Finding new beauty in old barns

From Friday's Globe and Mail

It was the rusty old hinge that did it, carefully wrapped and placed under the family Christmas tree. Jim Campbell, then an architecture student at the University of Manitoba, laughed when he opened the unlikely gift. "Gee, thanks," he said. "Very funny."

"Wait a minute," said his brother. "There's something else attached to that."

Something else turned out to be a dilapidated barn standing on a site a few kilometres from the 1870s homestead near Duntroon, Ont., (about 20 kilometres south of Collingwood) that Mr. Campbell inherited from his father and grandfather, and where he still lives with his wife Suzanne and their two young daughters.

With the help of a local builder and artist, Don Miller, who, Mr. Campbell says, "taught me everything I know," the young man took the old barn apart piece by hand-hewn piece and re-erected it as his studio.

That was 10 years ago, and it marked the beginning of his love affair with what he now calls "crappy old wood."

Not that he was any stranger to old wood. Mr. Campbell had been working with it for most of his life.

"My dad would take down a wood shed and we would build a new one from leftovers, old hydro poles, found materials, whatever was lying around," he says. But until the hinge and Mr. Miller came into his life, he viewed all those weathered boards and beams as little more than recyclables.

"Don Miller made me see it as more than just material," he says. As the two men dismantled the old building, Mr. Campbell learned the structural principles that went into holding the barn together. "Don taught me the joinery," he says, and helped him to appreciate the simple intricacies of post-and-beam construction.

Today, the still-boyish 43-year-old architecture graduate (and owner of Rockside Campbell Design Inc.) is something of an expert on barn construction, with dozens of barn and barn-conversion projects under his belt.

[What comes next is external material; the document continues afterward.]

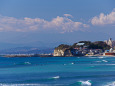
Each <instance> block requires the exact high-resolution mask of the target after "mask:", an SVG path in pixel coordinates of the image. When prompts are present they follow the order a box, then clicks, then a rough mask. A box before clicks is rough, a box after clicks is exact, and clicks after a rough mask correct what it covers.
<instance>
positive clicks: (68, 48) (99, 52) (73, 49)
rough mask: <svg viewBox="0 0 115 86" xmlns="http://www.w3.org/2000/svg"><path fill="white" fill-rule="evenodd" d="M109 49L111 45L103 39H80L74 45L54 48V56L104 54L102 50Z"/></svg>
mask: <svg viewBox="0 0 115 86" xmlns="http://www.w3.org/2000/svg"><path fill="white" fill-rule="evenodd" d="M108 49H110V46H109V45H107V44H106V43H105V42H103V41H96V42H91V41H79V42H78V43H74V44H73V45H67V44H61V45H59V46H58V47H56V48H55V50H54V56H78V55H79V56H83V55H102V52H103V51H105V50H108Z"/></svg>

There's nothing new about turning barns into houses. But Mr. Campbell has taken the exercise a step further than the somewhat predictable chintz and wagon-wheel conversions that were popular in the 1970s and '80s.

One blisteringly hot day this summer, he agreed to take me on a tour of some of his projects in the rolling hills south of Collingwood, an area where my husband and I recently bought a century farm.

Before we start out, I ask him to take a look at our own barn, a crumbling monolith that is gradually being reclaimed by the weather and the weeds. To my surprise, he declares it structurally sound.

Shafts of chaff-laden sunlight penetrate the cavernous space as Mr. Campbell runs his hands over 18-inch-thick pine beams that he says are likely about 130 years old. He can tell by the axe marks, uneven gouges where the round logs were hewn by hand into square beams, some of them more than 60 feet long. By the 1880s, he explains, sawmills were operating throughout the region and the huge logs would have been milled mechanically.

Above our heads, high up in the rafters, hang two notched wooden discs, each about four feet across. Mr. Campbell identifies these as "rack lifters," giant horse-powered winches used, in the days before hay and straw came in neat round bales, to lift the bed of the wagon off its base high into the loft where the hay was forked by hand into the mow.

Now, as Ontario's old barns gradually deteriorate and disappear, these rural artifacts sit in silent testimony to a forgotten era.

A few kilometres to the west, Mr. Campbell has helped to preserve and transform a barn much like ours into a weekend haven for Jim McPherson and his wife, Dawn. This particular barn began its life on Mr. McPherson's grandfather's farm near Paris, Ont. Last year, the Toronto lawyer had the structure dismantled and moved in its entirety to a property he owns near the village of Creemore. With Mr. Campbell's help, Mr. McPherson has re-erected it as a monument to his grandfather's memory and his own youth.